Prime Minister Girija Prasad Koirala and his Seven-Party Alliance (SPA) colleagues probably still nurse grievances from the 1990-2002 phase of Nepali democracy. All those noises over corruption, nepotism, abuse of power, indifference from civil society organizations, the media and a motley crew of unelected and unaccountable quarters.
Yet the SPA constituents probably weren’t expecting the Demolition Derby to swing back so fast and strike so hard.
Take Dr. Devendra Raj Pandey’s statement absolving royalists of any role in the Madhes conflagration. What impelled our embodiment of civil society to jump to such a sweeping conclusion against the ruling elite’s accepted wisdom?

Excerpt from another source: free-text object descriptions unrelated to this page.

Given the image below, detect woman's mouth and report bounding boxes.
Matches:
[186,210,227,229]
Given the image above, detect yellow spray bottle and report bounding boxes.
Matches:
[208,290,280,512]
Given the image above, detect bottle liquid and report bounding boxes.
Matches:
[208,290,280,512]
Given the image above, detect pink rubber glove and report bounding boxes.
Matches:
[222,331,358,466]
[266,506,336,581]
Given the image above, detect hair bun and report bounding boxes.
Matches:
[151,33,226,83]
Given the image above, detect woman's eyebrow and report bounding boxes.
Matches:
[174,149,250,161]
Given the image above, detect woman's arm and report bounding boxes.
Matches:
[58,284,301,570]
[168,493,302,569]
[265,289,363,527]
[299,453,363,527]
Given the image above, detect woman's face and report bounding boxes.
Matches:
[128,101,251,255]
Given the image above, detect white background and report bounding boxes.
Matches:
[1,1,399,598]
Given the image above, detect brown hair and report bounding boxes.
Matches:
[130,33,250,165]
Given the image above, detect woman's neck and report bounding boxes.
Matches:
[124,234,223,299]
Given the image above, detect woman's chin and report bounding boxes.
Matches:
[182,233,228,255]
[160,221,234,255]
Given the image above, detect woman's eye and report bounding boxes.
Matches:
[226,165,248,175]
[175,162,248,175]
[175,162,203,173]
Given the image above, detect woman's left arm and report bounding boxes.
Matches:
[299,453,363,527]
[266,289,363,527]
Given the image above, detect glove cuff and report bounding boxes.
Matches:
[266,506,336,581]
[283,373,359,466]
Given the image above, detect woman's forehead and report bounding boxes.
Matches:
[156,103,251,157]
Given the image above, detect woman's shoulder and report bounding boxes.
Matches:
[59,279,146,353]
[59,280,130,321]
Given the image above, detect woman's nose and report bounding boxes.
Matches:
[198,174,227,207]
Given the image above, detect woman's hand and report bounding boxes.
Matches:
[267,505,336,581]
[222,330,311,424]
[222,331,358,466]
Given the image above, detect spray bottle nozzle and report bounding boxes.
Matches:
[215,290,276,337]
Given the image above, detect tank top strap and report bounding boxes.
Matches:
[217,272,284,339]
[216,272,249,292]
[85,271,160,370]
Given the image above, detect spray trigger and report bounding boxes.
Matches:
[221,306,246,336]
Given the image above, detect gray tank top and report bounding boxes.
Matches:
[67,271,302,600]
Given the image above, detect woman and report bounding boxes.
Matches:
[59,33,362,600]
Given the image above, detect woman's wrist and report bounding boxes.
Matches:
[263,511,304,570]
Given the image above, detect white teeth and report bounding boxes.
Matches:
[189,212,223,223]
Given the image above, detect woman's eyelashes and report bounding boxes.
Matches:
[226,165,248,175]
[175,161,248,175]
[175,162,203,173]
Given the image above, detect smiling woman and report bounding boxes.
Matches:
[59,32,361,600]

Certainly not any residual nostalgia for the royalist decades that allowed him to climb the Finance Ministry ladder all the way up to the secretary’s wing before he made a virtue of insubordination to the premier on the eve of the referendum in 1980.
In fairness, Dr. Pandey may have been truly overwhelmed by the genuineness of the Madhesis’ grievances. His conclusion may even be considered an act of contrition for his own inability to address the Terai’s concerns in his various incarnations in public life.
But how does that rule out the possibility of extraneous fishermen riveted on their own catch in the troubled waters? Surely Dr. Pandey’s failure to recognize familiar faces in the angry crowds could not have automatically empowered him to pronounce an acquittal verdict.
The most plausible explanation may sound the most cynical. But Dr. Pandey may have come to the royalists’ rescue only to embarrass the Koirala government. Of course, it would be unfair to single him out here. Daman Nath Dhungana is still infuriated by the SPA’s cold-shouldering of civil society while appointing representatives to the interim legislature and is quite candid about that.
Although he hasn’t expressed any such sentiment in so many words, Padma Ratna Tuladhar must be in discomfort now that Prachanda can meet Koirala in full public view. (Krishna Pahadi must be doubly injured, now that the Madhesi movement has, in the words of one astute blogger, regionalized his aura.)
The restoration of the democratic process has encouraged the media, too, to revert to subversion. The Fourth Estate, which considers itself the sole claimants to the invulnerability it despises in despots it sees everywhere else, has squandered few opportunities to undercut the new aristocracy. The timing of all those SMS polls, inquiries into royal finances and assertions on how Madhesis have not received such a raw deal makes their underlying content suspect.
Most Nepalis now recognize how easily and equally power can be abused under palace or party rule. They are perceptive enough to extrapolate the extent these ills would reach under the Maoists.
If the SPA-Maoist alliance was deemed good enough to marginalize the “autocratic” palace then maybe the constituents are good enough to try to navigate through the choppy seas. At a minimum, those who hailed the House of Representatives Proclamation as Nepal’s Magna Carta shouldn’t be the first ones baying for the drafters’ blood.
As to the royalists, since the government continues to hold the three ex-ministers regime, we can proceed on the premise that they may have had a hand in the southern inferno. What’s the next logical step? One weekly had a prudent solution: the government should start talking to them.
What do the royalists want? Undo the historic House of Representatives proclamation and restore to all those state institutions the royal prefix? They’re smarter than that. All that hobnobbing with the Hindutva crowd in Birganj last April couldn’t save the royal regime.
Are the royalists fanning the riots to remind us that the only time an authentic Madhise ever rose as high as the deputy premiership under a palace-appointed government (before accepting a demotion months later)? Or is Badri Prasad Mandal a mandale before he is a madhise?
Maybe the royalists want us to make up our minds on who we really are – a collection of conquered peoples consumed by our ancient hatreds or a community of communities that can still try to make the most of our diversity? That National Unity Day, in other words, should have a place on a republican calendar?